Interview with “peptide chemist” Ken Funk Ph.D.
Dr Ken Funk attended Moody Bible Institute and graduated from Houghton College (New York State) as a chemistry major, zoology minor and then from Case-Western Reserve University (CWRU-Ohio) with both masters and doctorate degrees in organic chemistry. He is the owner of three patents and has been published in peer-reviewed scientific journals. Although Ken started his thesis back in 1967, studies were deferred from 1969–72 due to his service in the US Navy during the Vietnam War.
Dr Ken Funk worked for over 28 years as a process development chemist at a major pharmaceutical company in the area of peptide chemistry. So what is a peptide?
The basic building blocks of much of the machinery that all life requires are called amino acids, of which there are 20 different ones in the human body.3 endometriosis,4 and uterine fibroids5.
Changing of the culture
Ken has been a Christian since responding at a Billy Graham Crusade in 1957. For most of his adult life, he has been an active witness for the Lord and serves in his local church. He recalls that in the early days of his career the subject of ‘science’ being at odds with the Bible was not discussed as much as it is today. He attributes this to the very strong Christian culture that permeated American society decades ago. The work he and his fellow scientists were engaged in involved “day-to-day experimental science, so discussion about origins or evolution rarely came up.” Except, he says, when a world-renowned peptide chemist he studied under, the late Miklos Bodanszky, told him, “Evolution could not have happened by chance but I am unwilling to invoke a god.” Ken says, “This is tragically like many today who willfully reject the clear evidence of God’s design in nature. Today, evolution and its deep time foundation is being taught as fact, and used as a justification to dismiss the Bible’s authority. The undermining of Genesis has had a dramatic effect on evangelical people’s confidence in Scripture and their witnessing. Most Christians are intimidated by their own inability in answering issues that evolution and its millions of years have raised in their own minds. Also, by not teaching the Bible as real history, the church is failing to equip believers in this critical area.”
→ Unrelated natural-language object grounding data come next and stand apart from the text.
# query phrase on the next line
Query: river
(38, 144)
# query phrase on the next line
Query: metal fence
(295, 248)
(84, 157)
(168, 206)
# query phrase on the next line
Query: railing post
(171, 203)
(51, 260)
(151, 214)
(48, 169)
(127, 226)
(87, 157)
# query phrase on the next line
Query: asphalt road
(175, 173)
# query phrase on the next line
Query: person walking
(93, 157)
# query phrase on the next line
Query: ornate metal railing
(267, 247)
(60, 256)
Ken is frustrated that so many church leaders sit on the fence with regard to the age of the earth. He notes, “They don’t realize that the concept of millions of years totally undermines the credibility of Genesis, and thus the rest of Scripture and the Gospel, by putting eons of death and destruction before Adam and his Fall. It is especially sad that scientists who support biblical authority get so little support from today’s theologians.”
Active in evangelism
This realization has given Ken new-found zeal to spread the Good News. Although retired since 2002, he is active as men’s ministry facilitator at his local church. And as a member of its evangelism ministry team, he is keen to teach others how to use creation arguments in their witnessing.
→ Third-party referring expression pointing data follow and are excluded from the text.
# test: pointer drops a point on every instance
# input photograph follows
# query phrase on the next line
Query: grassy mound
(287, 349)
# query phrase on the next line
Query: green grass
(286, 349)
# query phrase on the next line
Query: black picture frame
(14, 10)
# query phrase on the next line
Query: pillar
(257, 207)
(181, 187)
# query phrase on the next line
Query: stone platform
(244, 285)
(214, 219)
Stumbling block for evolution
Ken also has developed a creation talk in his area of speciality, called “God is left-handed”. This catchy phrase refers to the ‘chirality problem’ for evolution. Ken explained that during the time of his graduate research, the Miller–Urey experiment was the prize ‘proof’ for evolutionists that life could somehow spontaneously arise from a primordial chemical soup.
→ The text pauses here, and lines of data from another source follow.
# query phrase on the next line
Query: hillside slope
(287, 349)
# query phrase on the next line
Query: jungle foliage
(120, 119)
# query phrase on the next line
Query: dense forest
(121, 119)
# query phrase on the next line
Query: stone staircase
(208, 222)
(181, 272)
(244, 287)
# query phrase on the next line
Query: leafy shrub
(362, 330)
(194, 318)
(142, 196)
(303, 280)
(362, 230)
In 1953 graduate student Stanley Miller conducted experiments based on Harold Urey’s proposals about the necessary environmental conditions for life to arise by chance on a primordial Earth billions of years ago (often referred to as ‘chemical evolution’). It involved an electrical discharge through a mixture of gases in a flask, and produced some amino acids. But the major product of the experiment (about 85 percent by volume) was a noxious mixture of tarry substances poisonous to life, while the amino acids were only about 0.9 percent of the total volume. He says, “Much work was going on at the time to develop variations of this experiment, but without success.”
The chirality problem
Moreover, the amino acids produced were in any case what is known as a racemic (50:50) mixture of left and right-handed forms, whereas all living plants and animals can only use left-handed amino acids to make proteins. (Left and right hand refers to the fact that the amino acids, though chemically identical in their ability to form peptides, are mirror images of one another, like our left and right hands. An exception is the simplest amino acid, glycine.) If amino acids of the wrong type are included in the chain during manufacture, life’s proteins cannot fold properly into the shapes needed to function. Life therefore requires what is known as an ‘optically pure’ supply of solely left-handed amino acids, whereas chemistry by itself, following the laws of chance, will always produce a racemic mixture. Moreover, all sugars in DNA and RNA must be ‘right-handed’, otherwise the vital informational double helix could not form.